Because of Apple’s involvement, Pinterest users hoping to add apps to their walls will currently have to use an iPhone or iPad.
Along with pinning apps, Pinterest users will be able to discover apps on other users’ boards. “If you see a fitness app that helps you reach your goals, you can download it right from Pinterest,” Julie Black, a product manager at Pinterest writes in a new blog post.
When people come across an app Pin, they only need to tap Install to download the app right to their iPhone or iPad, according to Black.
Apple has updated its App Store page on Pinterest to include separate app categories, including fashion apps, “App Store at Fashion Week,” “People + Apps,” and editors’ picks.
Apps are integral to the mobile Web. The IAB has contested the conventional wisdom that 80% or more of mobile time is spent in-app, but the share of time-spent is still massive.
Yet, with millions of apps flooding the market, app-overload is increasingly a problem for consumers and app platforms like Apple. Letting Pinterest’s community separate the ripe from the rotten offerings could be good for everyone.

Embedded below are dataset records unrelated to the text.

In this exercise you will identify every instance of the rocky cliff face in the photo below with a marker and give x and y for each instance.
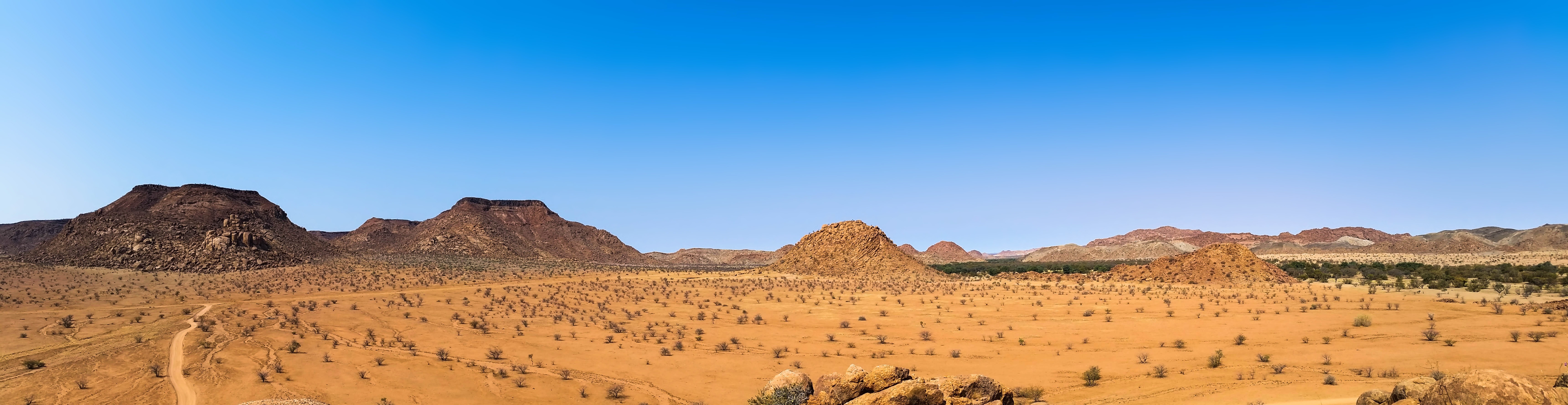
(509, 228)
(882, 385)
(1221, 263)
(849, 249)
(189, 228)
(24, 236)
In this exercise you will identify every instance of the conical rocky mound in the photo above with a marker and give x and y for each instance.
(1219, 263)
(849, 249)
(190, 228)
(509, 228)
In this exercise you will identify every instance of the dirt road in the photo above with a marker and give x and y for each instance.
(184, 393)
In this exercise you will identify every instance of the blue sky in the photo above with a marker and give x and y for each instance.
(747, 125)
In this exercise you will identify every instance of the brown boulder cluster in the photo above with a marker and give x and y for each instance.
(849, 249)
(1470, 388)
(941, 253)
(882, 385)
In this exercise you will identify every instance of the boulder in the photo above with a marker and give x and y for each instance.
(1492, 388)
(970, 390)
(1413, 388)
(882, 377)
(905, 393)
(840, 388)
(1374, 398)
(788, 379)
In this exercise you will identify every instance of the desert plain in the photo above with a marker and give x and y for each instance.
(377, 330)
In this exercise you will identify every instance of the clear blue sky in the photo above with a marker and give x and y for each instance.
(741, 125)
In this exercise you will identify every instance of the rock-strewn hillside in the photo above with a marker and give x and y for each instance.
(507, 228)
(1221, 263)
(189, 228)
(849, 249)
(24, 236)
(882, 385)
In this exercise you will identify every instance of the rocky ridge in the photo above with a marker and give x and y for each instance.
(189, 228)
(941, 253)
(849, 249)
(1134, 250)
(706, 257)
(24, 236)
(882, 385)
(503, 228)
(1221, 263)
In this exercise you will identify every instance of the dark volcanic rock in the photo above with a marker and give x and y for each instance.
(189, 228)
(509, 228)
(328, 236)
(24, 236)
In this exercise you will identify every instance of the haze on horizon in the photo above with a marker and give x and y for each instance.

For Pinterest, adding apps to the mix could also be part of a broader effort to attract more male users. According to a Global Web Index social report, 80% of Pinterest users were female by May 2014. And, while some argue that this is not necessarily a problem, Pinterest is clearly trying to encourage more male participation.
Among other changes, the company recently added a gender filter to its "guided search" feature so users -- both male and female -- could find more relevant pages.
Analysts say Pinterest’s value lies largely in its consumer data. The network’s users share “the kind of purchase intent data that’s more commonly seen on search engines like Google,” Nate Elliott, principal analyst at Forrester Research, explained in a recent report. “Just as ads targeted with Google’s data generate outstanding direct response, so will ads targeted with Pinterest’s data.